Priyanka Roy

PhD Student in Theatre

Playing Feminine Rage: Bodies, Identities and the Performative Embodiment of Emotions on Shakespeare’s Stage

Supervisors: Prof David O'Donnell & Dr James Wenley

ABSTRACT

Shakespeare’s Titus Andronicus is one of Priyanka’s favourite plays of all time. Having seen countless productions of the play, she always found Tamora’s character enthralling. This fascination with the interpretation of female emotions in early modern texts, particularly women’s anger, motivated her to study theatre. Priyanka’s thesis focuses on feminine rage and its representation in Shakespeare’s plays. Theatre is a place where great stories are told, and it has immense power to engage, influence and empower its audience. Concentrating on the portrayal of female anger in the early modern period and in contemporary productions, Priyanka is working to map out how theatre practitioners use the dramatic medium to present the emotional landscape of women, offering an insight into how performance choices impart female subjects with agency.


Demonstrations of anger often function as sources of power for women in the early modern period. Though men are commonly exemplified as the sex more inclined to articulate their wrath compared to women, women also display their anger in a wide range of ways in early modern plays. In her study on femininity and emotion in the works of Shakespeare, Priyanka’s emphasis is on the depiction of women’s emotional self-expression in general and their venting of fury in particular. In Shakespeare, the illustration of female anger is broad in scope and offers a fundamental mode of subjective realisation for the women. Feminine rage provides an outlet for the manifestation of pent-up emotions and it can be an essential channel to shape and assert female self-identity.
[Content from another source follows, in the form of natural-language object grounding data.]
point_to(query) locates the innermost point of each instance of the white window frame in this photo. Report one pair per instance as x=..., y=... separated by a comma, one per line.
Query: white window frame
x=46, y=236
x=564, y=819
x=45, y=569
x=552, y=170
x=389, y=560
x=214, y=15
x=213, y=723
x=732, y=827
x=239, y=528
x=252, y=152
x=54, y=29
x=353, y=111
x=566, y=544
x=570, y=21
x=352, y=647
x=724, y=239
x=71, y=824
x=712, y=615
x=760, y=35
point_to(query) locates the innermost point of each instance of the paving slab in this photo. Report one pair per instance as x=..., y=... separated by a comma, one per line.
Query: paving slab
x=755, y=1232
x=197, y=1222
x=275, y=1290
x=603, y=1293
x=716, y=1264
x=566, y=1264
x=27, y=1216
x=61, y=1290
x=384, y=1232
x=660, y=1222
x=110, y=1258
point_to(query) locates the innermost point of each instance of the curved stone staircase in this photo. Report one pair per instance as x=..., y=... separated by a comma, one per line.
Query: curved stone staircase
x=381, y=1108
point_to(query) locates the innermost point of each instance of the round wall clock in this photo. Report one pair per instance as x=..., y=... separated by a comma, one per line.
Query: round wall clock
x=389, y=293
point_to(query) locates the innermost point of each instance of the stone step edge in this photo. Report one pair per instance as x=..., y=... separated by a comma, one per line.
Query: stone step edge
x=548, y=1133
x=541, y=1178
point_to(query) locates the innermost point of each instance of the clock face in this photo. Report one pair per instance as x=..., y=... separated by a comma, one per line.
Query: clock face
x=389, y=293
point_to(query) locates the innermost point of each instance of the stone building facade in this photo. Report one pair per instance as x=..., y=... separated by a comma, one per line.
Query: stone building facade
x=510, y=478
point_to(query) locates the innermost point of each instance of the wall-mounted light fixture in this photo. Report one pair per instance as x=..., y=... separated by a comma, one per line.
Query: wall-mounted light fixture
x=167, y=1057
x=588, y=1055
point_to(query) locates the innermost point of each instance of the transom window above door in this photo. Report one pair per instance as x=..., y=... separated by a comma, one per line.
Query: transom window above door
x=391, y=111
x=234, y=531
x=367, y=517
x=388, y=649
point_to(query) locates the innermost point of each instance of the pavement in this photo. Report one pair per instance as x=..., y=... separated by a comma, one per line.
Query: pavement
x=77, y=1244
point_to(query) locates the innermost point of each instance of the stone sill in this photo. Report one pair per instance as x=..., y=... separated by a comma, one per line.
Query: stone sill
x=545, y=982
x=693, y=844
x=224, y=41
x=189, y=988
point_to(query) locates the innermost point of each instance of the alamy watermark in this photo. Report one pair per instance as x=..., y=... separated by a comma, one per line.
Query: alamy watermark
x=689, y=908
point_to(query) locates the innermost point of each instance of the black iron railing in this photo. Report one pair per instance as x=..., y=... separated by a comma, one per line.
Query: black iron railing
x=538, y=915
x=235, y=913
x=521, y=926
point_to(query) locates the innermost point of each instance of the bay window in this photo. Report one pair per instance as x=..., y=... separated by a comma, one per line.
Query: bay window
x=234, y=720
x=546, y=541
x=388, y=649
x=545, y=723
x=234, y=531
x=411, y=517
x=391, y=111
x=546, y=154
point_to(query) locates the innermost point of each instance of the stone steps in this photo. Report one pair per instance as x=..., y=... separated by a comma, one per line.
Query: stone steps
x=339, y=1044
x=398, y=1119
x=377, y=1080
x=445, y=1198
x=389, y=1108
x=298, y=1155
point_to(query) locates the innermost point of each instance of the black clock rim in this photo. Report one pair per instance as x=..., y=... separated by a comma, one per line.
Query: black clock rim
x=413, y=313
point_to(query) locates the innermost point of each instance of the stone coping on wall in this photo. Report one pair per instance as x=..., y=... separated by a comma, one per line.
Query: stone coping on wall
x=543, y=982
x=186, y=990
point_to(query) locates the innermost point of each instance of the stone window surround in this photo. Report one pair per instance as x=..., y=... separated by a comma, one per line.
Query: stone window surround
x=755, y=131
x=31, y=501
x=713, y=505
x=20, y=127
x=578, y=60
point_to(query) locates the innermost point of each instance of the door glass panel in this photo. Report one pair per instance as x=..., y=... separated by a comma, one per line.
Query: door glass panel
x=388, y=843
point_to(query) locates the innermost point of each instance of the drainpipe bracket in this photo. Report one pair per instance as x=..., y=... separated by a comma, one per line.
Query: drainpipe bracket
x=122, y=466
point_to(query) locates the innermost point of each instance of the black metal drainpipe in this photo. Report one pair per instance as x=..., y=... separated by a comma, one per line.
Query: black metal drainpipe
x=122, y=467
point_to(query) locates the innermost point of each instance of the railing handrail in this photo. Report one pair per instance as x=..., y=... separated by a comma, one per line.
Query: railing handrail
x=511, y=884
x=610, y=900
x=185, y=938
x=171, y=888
The objective of Priyanka’s study is to review the portrayal of feminine rage in the early modern theatrical productions and contemporary adaptations and feminist re-interpretations. In her thesis, she proposes that female anger has agency and, therefore, she seeks to explore a neglected aspect of early modern gender representations — namely, feminine rage.

BIOGRAPHY

Priyanka Roy is a PhD student in Theatre Studies at Victoria University of Wellington. She is working on Shakespeare and emotions. Her research interests are early modern women, history of emotion, race and gender, performance and theatre history. She is the President of the Postgraduate Students’ Association of Victoria University of Wellington.